Corrigibility via Moral Uncertainty

By corrigibility, I mostly just mean that the AI wants to listen to and learn from people that it’s already aligned with. I don’t mean aligning the AI’s goals with a person’s, I mean how the AI interacts with someone that it thinks it’s already aligned with.

Corrigibility means that if people give it information, it will incorporate that information. The ideal case is that if people tell the AI to turn off, it will turn off. And it will do so even if it isn’t sure why. Even if it thinks it could produce more “value” by remaining on. One approach to this involves tweaking the way the AI estimates the value of actions, so that turning off always seems good when the human suggest that. This approach has issues.

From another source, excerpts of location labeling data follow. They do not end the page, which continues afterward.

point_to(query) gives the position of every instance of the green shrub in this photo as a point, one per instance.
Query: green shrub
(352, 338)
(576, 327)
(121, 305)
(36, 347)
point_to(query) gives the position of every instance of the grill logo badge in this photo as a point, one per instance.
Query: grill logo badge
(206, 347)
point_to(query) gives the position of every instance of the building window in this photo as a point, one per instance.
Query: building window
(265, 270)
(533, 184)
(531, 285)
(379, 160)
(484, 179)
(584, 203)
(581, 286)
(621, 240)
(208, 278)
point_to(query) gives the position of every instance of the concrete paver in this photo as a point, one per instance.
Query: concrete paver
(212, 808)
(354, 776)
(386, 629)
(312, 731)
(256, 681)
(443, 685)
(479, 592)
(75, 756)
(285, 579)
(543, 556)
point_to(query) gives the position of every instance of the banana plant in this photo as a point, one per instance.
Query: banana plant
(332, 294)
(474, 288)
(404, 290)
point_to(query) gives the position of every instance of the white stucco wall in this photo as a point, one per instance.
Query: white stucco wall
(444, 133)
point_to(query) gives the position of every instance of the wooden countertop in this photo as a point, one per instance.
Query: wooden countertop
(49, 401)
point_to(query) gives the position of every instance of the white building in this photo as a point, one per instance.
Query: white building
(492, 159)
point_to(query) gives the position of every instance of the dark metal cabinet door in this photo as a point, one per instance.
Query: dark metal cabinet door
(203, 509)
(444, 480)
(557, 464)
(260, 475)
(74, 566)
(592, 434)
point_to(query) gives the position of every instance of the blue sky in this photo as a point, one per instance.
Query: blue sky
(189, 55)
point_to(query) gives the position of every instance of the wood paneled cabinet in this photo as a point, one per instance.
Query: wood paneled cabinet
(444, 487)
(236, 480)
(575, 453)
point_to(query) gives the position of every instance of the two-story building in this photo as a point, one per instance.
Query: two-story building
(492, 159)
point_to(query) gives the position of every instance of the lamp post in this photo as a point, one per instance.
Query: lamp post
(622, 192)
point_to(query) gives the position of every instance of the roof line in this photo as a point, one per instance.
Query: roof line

Another approach is what’s called moral uncertainty. You allow the AI a way to learn about what’s valuable, but you don’t give it an explicit value function. In this case, the AI doesn’t know what’s right, but it does know that humans can be a source of information about what’s right. Because the AI isn’t sure what’s right, it has an incentive to pay attention to the communications channel that can give it information about what’s right.

A simple model might be

Moral uncertainty models values as being learned from humans

Because consulting a human is slow and error prone, we might desire a utility maximizing agent to learn to predict what the human would say in various situations. It can then use these predictions (or direct estimates of the value function) to do tree search over its options when evaluating action plans.

So far so inverse reinforcement-learning. The corrigibility question comes up in the following scenario: what does the AI do if it’s predictions of value and the human’s direct instructions conflict?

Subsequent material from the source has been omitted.